According to her, the company ties up with radiologists’ groups in the US, offering to do the night work for them. This accounts for just 10 per cent of all radiology work in the US hospitals. With their experience in running Teleradiology, Sunita and Arjun have floated a few more ventures, all in related fields. There is RxDx, a chain of primary care clinics in Bengaluru. Another venture Telerad Tech, which developed the software for Teleradiology Solutions, is using Artificial Intelligence and algorithms to auto detect breast cancer. The group is working with the Gates Foundation for auto detection of TB.

The group now has 600 employees, including 75 radiologists. A total of 175 doctors come to the RxDx clinics, while general practitioners are on their rolls, the specialists come in as part-time. Besides, the group has data entry operators, transcriptionists, administrative, IT, finance and HR professionals. The group’s income was ₹100 crore last year and it hopes to end this year with an income of ₹140 crore.
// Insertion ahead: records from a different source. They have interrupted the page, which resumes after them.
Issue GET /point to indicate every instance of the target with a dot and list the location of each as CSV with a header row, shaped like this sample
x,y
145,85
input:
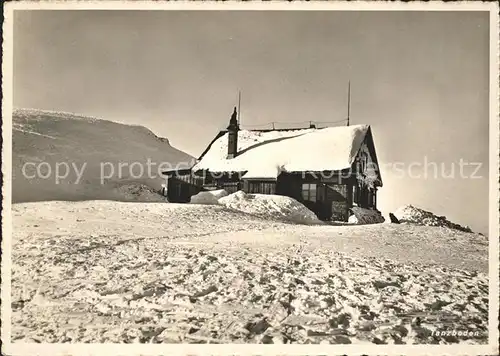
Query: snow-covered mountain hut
x,y
328,169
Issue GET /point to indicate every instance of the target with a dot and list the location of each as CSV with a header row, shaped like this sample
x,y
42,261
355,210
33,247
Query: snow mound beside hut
x,y
136,192
365,216
273,206
413,215
210,197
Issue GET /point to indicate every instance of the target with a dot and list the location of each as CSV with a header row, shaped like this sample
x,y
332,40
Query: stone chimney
x,y
232,140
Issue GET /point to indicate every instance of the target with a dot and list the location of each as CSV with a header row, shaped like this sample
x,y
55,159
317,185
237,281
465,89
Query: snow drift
x,y
210,197
44,139
413,215
272,206
365,216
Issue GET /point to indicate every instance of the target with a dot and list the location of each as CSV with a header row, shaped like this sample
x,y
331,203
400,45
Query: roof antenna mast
x,y
348,102
239,108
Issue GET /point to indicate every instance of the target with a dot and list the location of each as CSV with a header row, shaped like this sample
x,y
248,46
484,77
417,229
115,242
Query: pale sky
x,y
420,79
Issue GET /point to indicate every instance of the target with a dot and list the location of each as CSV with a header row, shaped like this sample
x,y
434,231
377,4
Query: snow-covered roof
x,y
266,154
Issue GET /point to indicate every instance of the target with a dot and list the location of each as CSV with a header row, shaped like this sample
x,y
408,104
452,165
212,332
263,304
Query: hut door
x,y
324,207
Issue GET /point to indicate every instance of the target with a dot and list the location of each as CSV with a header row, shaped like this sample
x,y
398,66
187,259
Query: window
x,y
309,191
262,187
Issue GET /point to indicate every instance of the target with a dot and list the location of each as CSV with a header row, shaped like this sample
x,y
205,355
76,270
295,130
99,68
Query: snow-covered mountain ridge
x,y
47,141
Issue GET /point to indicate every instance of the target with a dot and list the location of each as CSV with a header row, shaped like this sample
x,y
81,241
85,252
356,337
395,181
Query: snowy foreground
x,y
153,272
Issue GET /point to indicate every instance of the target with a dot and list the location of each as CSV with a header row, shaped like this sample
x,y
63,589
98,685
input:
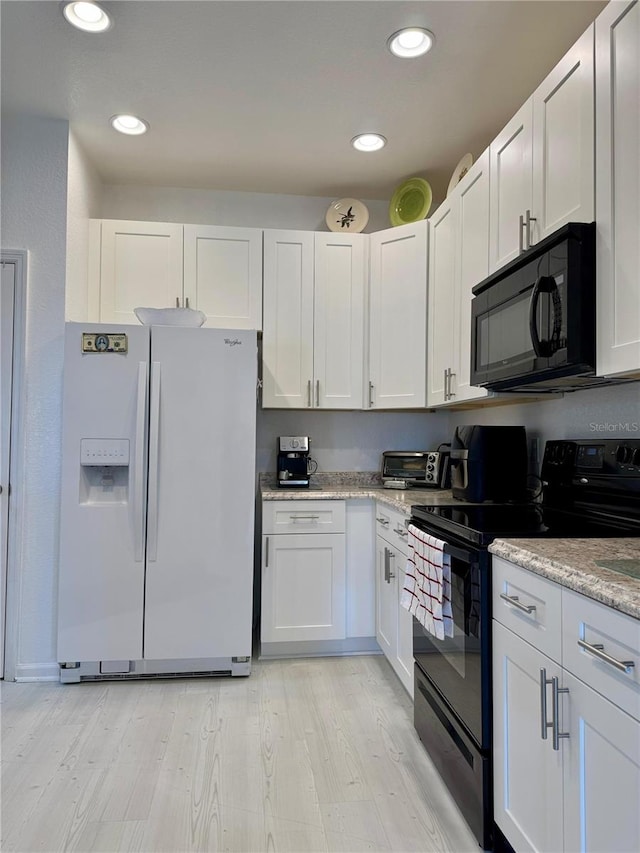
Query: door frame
x,y
19,258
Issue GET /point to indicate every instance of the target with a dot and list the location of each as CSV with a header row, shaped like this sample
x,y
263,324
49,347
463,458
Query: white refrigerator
x,y
157,502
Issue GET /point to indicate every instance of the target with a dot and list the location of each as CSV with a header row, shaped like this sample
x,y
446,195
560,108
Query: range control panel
x,y
613,457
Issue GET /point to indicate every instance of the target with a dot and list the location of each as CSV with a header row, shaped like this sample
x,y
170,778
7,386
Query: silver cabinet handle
x,y
388,574
597,650
520,240
450,393
555,720
527,233
544,724
514,601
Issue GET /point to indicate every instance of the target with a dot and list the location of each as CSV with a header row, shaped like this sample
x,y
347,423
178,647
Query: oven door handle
x,y
459,553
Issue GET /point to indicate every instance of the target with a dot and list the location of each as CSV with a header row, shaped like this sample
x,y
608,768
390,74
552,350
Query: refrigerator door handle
x,y
154,446
138,473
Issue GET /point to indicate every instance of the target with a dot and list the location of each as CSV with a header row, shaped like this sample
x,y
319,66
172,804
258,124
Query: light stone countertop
x,y
398,499
573,564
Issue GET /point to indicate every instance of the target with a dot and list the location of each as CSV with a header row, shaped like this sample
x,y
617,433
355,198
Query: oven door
x,y
459,667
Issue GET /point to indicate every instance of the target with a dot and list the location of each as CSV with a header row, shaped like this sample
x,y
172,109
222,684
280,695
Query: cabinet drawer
x,y
541,626
392,526
303,517
618,635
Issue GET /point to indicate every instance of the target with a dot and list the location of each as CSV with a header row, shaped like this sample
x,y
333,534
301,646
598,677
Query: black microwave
x,y
533,321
About four years ago, says Sunita, there was a lot of soul searching for the doctors-turned-entrepreneurs. Should they plod along or should they scale. They had created a company that was innovative and had built for itself a good reputation. They had done so without a CFO or sales and marketing head. They felt they had to scale and brought in professionals for various functions. That transition, says Sunita, took some time. The company’s culture also had to change, from one of family driven to performance driven to a professionally run one. “We are about 80 per cent of the way there. It helped getting the right people. Some employees couldn’t take it, but 99 per cent of the employees loved it,” she says.

“We have been clear that we don’t want VC/PE funding. But sometimes, there is the FOMO (Fear of missing out), are we crazy, plodding along. But at the end of the day, for us it makes sense. We are building something sustainable, long-term, something that is profitable but not driven by profit, and something that is impactful,” signs off Sunita.